As a test, I asked popular chatbots who uttered the quotes found in this article. Each one gave me a popular misattribution with only the occasional nod that it may be inaccurate. The only exceptions were Perplexity AI — which directly cites Quote Investigator as a source — and ChatGPT — which told me the Columbus quote came from the poem “The Old Man and the Sea” written by John Steinbeck. (A citation so wrong that it would take an entire Quote Investigator post to unpack.)

That’s just the start of how AI may muddy the referential headwaters. As O’Toole points out: “In the past, a high-quality audio or video recording of a person delivering a quotation was powerful evidence. Now, it is possible to create a fraudulent audio or video in which a famous person speaks almost any scripted line. It is also possible to create realistic-looking digital newspaper clippings. This means tracing the provenance of evidence is essential.”

As such, even if quotes aren’t your thing, they are still an important, and often playful, reminder that we need to be thoughtful of what information we share — and ever-mindful that we can trace its origin to a trustworthy source.

For quotes, O’Toole turns to databases with a history of reliability, such as Google Books, Newspapers, ProQuest, JSTOR, and The British Newspaper Archive. The Internet Archive has proven an invaluable resource for keeping dated web pages online and accessible.
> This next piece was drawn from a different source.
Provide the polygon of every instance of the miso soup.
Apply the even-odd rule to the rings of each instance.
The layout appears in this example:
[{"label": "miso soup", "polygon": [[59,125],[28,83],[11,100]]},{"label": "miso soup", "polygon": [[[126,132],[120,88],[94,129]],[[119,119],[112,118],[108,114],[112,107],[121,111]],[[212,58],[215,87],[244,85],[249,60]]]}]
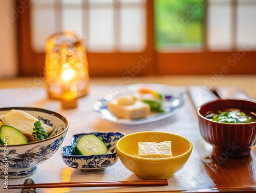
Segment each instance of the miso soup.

His research has also led him to learn the art of crafting search queries and the importance of occasionally setting down the screen to go to the library or have a conversation with a librarian, expert, or well-informed colleague.

Of course, depending on what you’re sharing, the tools and techniques will vary. But it is the mindset O’Toole brings to his detective work that is key in separating the valid from the fabricated or mistaken in our information-overloaded world.

Because as someone who definitely wasn’t Einstein once said, “Insanity is plugging the same words into Google over and over again and expecting different search results.” (Or something like that.)